Our lives are not a hero’s journey. Happy endings are a lie. Yes, that was it. Vonnegut wanted us to know that happy endings could bring bad beginnings, with the reverse being true as well.
So where does that leave us? Somewhere in the zip code of hope? That this terrible thing may not be the end, but the beginning of something, if not good, then at least better?
That’s hard to see. Reality lives outside the realm of imagination and theory. Good news. Bad news. There’s just a lot of bad news. I could go through it, a litany of all the bad things that have ever happened. But I won’t force you to look at it. Heck, I can’t look at it.
The next question. Is it fate or can any of us create the change to bring about something good? Will our actions lead to justice or just more tragedy? Isn’t there a road that’s paved with good intentions, but ends up somewhere bad?
I think, do you want to know what I think? I think we have to try to do something. David Mamet, in 3 Uses of the Knife, wrote that often we prefer to stand up and rush around boldly instead of doing any actual thing that matters. Yes, so instead of marches and Facebook rants, in place of things that look like doing something, we do an actual thing to make the world around us a better place.
I know what you’re thinking, but just listen. This is all I’m going to say. We’re in a battle everyday and whether or not any one of us recognizes the part we play in it, what we think, how we act, the words we say, place us squarely on one side or the other.

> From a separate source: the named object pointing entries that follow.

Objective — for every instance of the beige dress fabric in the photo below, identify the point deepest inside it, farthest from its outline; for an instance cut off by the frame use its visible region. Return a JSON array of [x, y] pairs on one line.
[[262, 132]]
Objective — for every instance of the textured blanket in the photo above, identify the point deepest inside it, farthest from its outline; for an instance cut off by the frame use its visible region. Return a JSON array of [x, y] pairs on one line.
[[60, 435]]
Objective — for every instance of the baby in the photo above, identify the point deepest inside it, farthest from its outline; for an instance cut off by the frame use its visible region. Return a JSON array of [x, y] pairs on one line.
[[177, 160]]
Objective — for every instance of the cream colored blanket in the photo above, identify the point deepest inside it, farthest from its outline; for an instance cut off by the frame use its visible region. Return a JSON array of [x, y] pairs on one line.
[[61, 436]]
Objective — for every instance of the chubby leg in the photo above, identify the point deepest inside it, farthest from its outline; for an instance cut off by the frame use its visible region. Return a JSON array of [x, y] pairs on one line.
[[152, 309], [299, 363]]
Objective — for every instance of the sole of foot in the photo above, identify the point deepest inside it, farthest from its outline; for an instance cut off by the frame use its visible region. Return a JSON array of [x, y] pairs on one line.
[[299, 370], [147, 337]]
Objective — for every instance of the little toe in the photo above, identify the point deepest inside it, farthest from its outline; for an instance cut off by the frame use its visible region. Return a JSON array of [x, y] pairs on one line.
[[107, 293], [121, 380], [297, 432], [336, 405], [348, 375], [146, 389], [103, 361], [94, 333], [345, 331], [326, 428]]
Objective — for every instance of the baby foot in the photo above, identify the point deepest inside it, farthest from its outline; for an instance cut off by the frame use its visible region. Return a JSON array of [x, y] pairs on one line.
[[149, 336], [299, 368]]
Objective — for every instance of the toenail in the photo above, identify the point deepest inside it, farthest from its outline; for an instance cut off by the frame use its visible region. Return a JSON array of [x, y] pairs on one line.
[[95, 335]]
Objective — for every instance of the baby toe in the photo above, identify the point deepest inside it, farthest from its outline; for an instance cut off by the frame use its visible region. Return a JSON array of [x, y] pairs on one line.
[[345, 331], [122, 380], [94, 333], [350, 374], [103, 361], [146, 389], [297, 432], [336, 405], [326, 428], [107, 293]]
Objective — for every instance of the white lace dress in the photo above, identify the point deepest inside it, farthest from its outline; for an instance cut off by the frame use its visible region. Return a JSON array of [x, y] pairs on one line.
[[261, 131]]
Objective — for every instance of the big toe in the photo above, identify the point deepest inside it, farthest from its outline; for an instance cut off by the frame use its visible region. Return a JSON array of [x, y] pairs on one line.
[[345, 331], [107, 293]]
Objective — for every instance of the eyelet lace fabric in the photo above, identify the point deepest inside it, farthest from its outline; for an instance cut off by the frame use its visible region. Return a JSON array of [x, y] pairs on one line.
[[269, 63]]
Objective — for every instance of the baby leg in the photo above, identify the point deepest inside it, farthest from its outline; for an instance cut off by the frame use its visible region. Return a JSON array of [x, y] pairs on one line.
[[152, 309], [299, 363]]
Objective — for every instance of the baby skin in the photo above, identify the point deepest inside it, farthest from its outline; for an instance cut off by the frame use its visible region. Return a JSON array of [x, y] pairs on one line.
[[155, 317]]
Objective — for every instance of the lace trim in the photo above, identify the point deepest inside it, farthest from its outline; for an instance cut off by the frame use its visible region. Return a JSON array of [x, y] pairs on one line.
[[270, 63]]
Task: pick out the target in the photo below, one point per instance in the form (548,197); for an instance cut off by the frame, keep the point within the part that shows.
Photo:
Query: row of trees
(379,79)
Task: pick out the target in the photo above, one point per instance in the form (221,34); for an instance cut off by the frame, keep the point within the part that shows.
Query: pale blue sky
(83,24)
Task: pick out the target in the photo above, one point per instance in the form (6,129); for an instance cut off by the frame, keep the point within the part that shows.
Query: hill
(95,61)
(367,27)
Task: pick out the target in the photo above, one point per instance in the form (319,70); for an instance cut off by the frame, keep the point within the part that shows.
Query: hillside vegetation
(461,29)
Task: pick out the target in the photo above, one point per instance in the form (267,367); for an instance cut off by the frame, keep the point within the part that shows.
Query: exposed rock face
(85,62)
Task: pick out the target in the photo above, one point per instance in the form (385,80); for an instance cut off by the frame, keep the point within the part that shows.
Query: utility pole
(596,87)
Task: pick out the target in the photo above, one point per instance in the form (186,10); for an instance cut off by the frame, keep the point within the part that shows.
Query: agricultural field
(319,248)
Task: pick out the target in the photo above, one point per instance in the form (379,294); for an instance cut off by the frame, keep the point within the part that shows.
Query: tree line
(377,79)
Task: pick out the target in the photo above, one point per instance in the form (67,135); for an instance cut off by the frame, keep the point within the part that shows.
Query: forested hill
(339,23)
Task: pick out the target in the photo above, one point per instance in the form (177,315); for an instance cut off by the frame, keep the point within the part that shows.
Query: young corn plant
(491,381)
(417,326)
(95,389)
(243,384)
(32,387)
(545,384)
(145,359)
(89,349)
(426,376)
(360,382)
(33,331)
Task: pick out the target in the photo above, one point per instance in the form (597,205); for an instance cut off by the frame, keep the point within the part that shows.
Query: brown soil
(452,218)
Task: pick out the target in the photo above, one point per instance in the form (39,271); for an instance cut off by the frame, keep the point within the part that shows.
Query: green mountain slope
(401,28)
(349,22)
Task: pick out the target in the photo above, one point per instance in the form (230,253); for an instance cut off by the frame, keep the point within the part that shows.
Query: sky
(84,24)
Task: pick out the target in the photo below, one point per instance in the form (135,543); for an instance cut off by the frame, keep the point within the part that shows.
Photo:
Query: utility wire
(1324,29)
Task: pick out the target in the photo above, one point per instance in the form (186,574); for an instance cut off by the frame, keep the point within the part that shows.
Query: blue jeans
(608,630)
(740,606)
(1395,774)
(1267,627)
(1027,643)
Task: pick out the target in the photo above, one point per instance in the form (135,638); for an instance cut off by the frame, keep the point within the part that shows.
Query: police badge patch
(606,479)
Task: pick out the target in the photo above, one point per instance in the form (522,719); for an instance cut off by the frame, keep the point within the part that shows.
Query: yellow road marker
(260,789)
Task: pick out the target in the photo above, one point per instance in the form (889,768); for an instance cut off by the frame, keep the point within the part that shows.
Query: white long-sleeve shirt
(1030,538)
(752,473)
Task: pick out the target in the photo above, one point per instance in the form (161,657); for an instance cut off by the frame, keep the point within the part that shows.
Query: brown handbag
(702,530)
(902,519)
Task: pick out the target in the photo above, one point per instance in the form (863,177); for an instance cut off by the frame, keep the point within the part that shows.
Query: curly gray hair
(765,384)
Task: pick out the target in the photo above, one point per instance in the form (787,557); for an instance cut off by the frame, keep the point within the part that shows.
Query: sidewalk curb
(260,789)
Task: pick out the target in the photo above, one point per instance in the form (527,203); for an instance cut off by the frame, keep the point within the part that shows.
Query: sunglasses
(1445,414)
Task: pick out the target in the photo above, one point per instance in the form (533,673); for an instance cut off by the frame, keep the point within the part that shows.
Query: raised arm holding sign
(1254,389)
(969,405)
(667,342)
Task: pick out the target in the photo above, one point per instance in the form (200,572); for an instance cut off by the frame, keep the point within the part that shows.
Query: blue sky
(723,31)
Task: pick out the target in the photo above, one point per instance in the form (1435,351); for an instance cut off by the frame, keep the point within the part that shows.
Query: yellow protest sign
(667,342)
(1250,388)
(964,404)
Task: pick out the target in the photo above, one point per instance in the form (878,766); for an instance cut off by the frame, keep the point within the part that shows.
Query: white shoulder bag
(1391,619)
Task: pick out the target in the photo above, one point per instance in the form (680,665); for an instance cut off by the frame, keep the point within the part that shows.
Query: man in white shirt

When someone can use the forces of television and the media to draw out the worst in us, then the reverse must be true. It must be true that if we choose to live, even in the smallest ways, better, kinder, more generously, when no one is looking, we can push back the rising darkness. That’s its vulnerability. It overlooks the smallest of us, the least important, the powerless because it thinks its inoculated us, rendered us useless in society. But it does not have our thoughts and in that way, our actions could create a ripple effect that goes all the way to the top to topple the tyrant.
It’s just something I’ve been thinking about.